Eugene Jarecki‘s latest documentary feature, The Six Billion Dollar Man, about Wikileaks founder Julian Assange, will screen at this year’s Cannes Film Festival.
The film was announced this afternoon as a late addition. The film joins Cannes’ Special Screening sidebar. Also announced this afternoon were Martin Bourboulon’s 13 jours, 13 nuits, which will play Out Of Competition, Ma Fere by Lise Akoka and Romane Gueret, which plays in Cannes Premiere, and Chinese filmmaker Bi Gan lands in Competition with Resurrection.
The Six Billion Dollar Man had been set to screen at Sundance, but was pulled weeks before the festival. Speaking at the time, Jarecki said: “The truth is, significant recent and unexpected developments have emerged at the heart of the story which, if not incorporated in the version for Sundance, would not represent a finished film,” the director says. “Sundance has shaped my career and been a cornerstone of my journey—only something of this magnitude could make me withdraw.”
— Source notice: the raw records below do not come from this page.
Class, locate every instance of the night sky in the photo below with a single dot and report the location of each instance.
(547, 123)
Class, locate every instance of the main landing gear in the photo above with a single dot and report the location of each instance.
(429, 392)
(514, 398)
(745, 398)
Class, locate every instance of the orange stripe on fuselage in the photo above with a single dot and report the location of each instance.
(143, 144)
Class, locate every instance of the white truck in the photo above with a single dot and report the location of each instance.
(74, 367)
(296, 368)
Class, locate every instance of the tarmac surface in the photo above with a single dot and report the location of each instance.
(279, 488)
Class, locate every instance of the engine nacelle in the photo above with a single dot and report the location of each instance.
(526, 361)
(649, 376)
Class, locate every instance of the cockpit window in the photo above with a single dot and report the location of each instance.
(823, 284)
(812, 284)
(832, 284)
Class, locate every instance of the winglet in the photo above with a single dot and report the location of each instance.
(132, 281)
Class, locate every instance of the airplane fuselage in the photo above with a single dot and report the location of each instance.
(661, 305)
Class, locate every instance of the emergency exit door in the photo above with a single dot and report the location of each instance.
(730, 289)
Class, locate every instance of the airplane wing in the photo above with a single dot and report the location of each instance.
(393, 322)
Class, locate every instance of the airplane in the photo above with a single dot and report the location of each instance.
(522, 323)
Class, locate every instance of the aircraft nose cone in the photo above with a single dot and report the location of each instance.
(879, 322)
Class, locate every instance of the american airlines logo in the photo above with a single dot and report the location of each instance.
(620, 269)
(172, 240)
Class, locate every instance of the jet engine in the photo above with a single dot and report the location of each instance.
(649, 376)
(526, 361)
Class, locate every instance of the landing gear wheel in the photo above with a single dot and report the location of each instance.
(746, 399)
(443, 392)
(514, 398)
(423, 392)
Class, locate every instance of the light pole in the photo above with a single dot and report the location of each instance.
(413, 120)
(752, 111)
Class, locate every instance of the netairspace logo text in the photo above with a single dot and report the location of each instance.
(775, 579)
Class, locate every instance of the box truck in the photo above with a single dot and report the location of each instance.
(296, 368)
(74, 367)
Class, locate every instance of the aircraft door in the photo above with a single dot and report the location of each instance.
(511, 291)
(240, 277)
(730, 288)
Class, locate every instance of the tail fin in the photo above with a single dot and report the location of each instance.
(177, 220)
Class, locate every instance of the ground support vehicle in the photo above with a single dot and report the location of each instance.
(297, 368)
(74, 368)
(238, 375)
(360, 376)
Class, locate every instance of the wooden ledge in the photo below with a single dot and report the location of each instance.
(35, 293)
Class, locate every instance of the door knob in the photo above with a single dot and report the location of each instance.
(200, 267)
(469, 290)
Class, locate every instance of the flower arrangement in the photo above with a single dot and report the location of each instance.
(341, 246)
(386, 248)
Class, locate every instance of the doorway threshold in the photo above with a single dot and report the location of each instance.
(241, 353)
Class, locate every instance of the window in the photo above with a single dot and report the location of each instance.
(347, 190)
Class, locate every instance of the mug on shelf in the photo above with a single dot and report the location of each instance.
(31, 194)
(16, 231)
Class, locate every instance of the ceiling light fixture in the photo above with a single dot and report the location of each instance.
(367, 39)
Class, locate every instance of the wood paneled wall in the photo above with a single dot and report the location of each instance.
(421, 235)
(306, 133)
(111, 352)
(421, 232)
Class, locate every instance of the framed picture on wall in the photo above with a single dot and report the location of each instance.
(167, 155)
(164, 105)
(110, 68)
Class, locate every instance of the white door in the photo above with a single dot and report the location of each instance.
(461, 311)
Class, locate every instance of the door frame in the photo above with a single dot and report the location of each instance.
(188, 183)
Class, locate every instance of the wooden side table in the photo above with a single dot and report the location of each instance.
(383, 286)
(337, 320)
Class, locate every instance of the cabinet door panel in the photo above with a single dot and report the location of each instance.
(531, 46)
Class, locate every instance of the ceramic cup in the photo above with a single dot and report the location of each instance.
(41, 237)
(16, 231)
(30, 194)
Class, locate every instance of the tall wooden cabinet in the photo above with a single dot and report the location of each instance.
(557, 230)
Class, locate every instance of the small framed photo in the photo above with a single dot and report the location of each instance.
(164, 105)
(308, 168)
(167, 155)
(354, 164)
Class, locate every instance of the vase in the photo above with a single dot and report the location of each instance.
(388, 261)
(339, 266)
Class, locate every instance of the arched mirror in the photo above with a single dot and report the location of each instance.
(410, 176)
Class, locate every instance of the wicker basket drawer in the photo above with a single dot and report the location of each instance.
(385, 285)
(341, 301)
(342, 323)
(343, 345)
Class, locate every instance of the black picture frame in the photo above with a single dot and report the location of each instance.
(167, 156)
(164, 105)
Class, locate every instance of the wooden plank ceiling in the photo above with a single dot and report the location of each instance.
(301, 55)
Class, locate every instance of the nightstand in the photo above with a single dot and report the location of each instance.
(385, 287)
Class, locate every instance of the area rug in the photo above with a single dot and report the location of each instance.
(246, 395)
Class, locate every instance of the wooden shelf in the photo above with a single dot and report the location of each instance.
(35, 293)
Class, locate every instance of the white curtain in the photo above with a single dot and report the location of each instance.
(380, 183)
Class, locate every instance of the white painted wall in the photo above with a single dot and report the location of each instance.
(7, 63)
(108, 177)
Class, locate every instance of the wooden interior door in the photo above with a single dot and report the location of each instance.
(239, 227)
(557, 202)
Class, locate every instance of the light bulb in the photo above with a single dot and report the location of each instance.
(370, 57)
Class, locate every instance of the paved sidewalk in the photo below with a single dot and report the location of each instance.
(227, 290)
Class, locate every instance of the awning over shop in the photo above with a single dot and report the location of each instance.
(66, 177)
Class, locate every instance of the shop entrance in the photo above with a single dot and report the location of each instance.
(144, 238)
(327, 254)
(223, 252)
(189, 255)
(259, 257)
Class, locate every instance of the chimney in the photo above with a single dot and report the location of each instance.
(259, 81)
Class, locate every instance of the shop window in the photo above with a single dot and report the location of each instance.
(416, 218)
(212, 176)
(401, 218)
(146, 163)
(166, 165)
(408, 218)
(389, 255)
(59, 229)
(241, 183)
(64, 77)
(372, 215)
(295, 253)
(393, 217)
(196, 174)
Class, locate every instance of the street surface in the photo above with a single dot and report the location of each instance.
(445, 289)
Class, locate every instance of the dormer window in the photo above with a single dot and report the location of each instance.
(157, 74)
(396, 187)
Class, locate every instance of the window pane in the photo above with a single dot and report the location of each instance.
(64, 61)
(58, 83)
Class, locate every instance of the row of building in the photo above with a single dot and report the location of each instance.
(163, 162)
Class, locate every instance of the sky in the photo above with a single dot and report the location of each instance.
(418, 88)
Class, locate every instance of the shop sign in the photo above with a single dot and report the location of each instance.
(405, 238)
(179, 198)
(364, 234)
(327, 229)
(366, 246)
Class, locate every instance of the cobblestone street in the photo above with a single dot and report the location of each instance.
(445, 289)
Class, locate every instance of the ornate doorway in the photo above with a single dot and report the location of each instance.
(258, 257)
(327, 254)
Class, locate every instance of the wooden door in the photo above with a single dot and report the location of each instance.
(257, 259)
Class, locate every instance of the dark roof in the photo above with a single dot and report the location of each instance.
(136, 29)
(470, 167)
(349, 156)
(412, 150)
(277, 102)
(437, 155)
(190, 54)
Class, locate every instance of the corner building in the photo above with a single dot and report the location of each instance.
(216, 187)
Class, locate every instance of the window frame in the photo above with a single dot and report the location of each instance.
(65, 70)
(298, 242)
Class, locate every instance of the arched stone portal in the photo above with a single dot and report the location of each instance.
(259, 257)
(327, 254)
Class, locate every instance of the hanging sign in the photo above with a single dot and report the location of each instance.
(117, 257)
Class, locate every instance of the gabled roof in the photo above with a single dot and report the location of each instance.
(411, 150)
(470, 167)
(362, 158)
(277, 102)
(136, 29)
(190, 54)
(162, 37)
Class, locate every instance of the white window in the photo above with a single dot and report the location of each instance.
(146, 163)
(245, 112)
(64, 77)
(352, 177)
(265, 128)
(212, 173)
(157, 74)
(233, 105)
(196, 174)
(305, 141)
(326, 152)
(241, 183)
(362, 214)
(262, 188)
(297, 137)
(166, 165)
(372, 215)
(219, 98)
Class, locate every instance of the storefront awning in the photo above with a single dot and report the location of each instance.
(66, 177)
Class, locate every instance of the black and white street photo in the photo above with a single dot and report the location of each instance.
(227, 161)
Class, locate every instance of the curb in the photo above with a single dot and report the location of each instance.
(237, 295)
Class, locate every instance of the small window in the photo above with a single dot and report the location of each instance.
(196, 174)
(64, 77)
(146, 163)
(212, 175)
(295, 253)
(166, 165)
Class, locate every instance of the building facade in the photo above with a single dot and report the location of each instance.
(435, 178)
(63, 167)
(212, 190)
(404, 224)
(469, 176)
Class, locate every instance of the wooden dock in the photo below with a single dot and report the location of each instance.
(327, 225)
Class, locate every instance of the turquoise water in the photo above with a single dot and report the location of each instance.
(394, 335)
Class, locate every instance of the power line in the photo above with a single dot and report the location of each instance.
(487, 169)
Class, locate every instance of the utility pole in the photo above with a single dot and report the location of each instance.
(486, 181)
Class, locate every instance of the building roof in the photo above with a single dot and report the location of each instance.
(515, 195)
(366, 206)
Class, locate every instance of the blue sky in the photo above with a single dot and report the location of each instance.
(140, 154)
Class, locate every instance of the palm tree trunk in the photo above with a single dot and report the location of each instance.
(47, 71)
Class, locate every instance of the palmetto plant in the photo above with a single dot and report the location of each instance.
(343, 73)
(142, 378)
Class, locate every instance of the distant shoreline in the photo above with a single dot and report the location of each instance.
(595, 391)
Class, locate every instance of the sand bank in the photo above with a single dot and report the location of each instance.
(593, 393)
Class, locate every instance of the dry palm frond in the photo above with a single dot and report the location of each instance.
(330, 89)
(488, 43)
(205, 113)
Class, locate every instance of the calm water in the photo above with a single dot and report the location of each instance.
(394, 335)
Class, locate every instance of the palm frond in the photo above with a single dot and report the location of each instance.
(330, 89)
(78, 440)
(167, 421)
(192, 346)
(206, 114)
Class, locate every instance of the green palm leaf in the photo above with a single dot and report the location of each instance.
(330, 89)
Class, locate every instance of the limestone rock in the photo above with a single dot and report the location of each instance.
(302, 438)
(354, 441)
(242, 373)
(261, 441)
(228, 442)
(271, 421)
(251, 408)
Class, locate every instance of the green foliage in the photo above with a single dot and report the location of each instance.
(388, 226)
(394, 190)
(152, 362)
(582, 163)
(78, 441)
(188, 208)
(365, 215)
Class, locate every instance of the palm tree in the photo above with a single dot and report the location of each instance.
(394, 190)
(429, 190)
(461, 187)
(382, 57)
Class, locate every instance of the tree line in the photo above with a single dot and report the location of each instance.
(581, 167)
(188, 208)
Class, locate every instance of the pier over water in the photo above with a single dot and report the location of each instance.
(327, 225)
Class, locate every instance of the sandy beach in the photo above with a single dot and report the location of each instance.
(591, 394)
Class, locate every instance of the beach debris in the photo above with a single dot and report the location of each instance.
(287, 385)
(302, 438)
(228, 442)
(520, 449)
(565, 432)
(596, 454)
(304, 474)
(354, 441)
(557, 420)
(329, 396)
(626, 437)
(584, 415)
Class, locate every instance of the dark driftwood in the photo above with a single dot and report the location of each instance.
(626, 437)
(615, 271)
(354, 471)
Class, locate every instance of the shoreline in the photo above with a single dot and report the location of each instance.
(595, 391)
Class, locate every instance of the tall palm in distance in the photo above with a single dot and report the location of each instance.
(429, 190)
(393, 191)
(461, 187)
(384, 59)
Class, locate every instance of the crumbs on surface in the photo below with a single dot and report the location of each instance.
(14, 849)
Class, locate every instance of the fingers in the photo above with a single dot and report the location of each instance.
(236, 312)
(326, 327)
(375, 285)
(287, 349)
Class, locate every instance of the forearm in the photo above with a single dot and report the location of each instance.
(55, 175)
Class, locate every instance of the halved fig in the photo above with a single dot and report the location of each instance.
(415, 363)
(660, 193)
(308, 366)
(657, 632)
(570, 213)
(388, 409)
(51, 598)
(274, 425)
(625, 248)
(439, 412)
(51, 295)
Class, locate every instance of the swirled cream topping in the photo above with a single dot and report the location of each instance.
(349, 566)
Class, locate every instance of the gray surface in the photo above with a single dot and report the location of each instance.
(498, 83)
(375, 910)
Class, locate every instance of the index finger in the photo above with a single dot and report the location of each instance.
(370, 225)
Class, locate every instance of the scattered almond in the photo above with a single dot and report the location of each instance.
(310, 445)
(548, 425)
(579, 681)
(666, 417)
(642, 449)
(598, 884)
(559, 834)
After years and years fighting the U.S. government and others over the 2010 leaking and distribution of highly classified material related to activity by the American military in the wars in Iraq and Afghanistan, Australian-born Assange and his lawyers struck a deal in June that got him out of prison in the UK. Under the agreement, Assange pleaded guilty to one count of illegally disseminating national security material in a settlement with the Justice Department. In exchange. Assange got his freedom after five years of incarceration in Britain, saw the threat of 175 years behind bars and extradition to the USA lifted, and traveled back home Down Under.